Abstract

Rossini's Ciro in Babilonia, ossia, La caduta di Baldassare (Cyrus in Babylon, or, The Fall of Belshazzar) was performed during Lent in 1812 at Ferrara's Teatro Comunale. This study examines how the opera's librettist Francesco Aventi synthesized disparate sources that included the Greek historian Herodotus and the Biblical prophets, ancient and early modern prose treatises on the Persian king Cyrus the Great, and baroque operatic representations of imperial power; and how Rossini responded to those sources musically for the particular historical moment in March of 1812. The piece is of interest as the first serious opera for the librettist and the composer both. It displays innovative approaches to classicizing material familiar from the eighteenth-century, as exemplified in Metastasio's Ciro riconosciuto and Sarti's Giulio Sabino, and it presents the secular hero Cyrus as a Christological figure that suffers and then triumphs with divine help. Musically it anticipates developments in Rossini's own Mosè in Egitto and Semiramide.
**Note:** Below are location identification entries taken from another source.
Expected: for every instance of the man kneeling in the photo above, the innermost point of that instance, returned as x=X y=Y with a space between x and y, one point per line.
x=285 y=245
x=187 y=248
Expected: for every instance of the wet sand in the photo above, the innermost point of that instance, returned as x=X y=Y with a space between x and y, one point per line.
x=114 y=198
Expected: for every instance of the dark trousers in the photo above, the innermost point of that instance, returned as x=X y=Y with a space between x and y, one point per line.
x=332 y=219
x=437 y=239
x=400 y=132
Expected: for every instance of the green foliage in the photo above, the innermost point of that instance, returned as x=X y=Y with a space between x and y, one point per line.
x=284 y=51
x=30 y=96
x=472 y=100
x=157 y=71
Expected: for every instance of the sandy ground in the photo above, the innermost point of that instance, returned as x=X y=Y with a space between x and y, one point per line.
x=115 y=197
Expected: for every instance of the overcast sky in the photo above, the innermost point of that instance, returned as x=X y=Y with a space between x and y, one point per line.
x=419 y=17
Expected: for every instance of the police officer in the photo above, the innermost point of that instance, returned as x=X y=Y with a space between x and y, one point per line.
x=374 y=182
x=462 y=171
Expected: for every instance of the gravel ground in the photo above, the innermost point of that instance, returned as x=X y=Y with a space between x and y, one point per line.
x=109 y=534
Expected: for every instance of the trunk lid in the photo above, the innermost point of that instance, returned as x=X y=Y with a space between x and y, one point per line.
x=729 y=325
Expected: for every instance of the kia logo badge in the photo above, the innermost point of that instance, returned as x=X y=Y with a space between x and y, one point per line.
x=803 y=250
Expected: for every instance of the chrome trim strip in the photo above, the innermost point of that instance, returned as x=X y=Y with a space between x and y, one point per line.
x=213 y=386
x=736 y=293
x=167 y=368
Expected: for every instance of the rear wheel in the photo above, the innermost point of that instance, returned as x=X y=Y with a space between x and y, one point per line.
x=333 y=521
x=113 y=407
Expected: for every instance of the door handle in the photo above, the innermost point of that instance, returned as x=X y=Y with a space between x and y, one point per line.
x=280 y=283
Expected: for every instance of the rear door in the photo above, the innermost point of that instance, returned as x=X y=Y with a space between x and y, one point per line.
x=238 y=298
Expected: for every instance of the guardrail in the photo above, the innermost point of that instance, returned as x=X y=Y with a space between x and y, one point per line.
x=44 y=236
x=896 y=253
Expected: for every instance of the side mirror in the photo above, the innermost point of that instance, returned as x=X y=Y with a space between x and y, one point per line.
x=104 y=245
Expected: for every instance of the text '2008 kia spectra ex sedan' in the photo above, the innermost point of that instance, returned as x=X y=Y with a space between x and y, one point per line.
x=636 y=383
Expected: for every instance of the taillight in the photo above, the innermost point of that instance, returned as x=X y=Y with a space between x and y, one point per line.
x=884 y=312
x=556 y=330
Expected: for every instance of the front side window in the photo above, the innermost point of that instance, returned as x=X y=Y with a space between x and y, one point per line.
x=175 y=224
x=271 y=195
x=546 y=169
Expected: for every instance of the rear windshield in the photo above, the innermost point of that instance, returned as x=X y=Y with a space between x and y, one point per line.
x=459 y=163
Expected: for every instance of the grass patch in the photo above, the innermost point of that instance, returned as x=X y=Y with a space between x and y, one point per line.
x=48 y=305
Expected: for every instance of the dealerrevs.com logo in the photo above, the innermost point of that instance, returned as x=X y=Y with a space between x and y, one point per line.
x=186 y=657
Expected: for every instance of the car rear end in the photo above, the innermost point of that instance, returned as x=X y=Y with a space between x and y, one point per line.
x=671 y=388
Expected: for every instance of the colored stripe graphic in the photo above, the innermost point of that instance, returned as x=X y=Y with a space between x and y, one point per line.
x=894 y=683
The title “Under cover in Babylon” refers first to Aventi's and Rossini's use of the standard operatic plot device of the disguised lover to motivate Cyrus's entry into the enemy city of Babylon. Second, by calling the piece an “oratorio” and including Biblical material, they disguised an opera as an entertainment appropriate for Lent. Finally, the piece carries possible but subtly expressed messages connected with Napoleonic Italy and the Ferrarese Jewish community.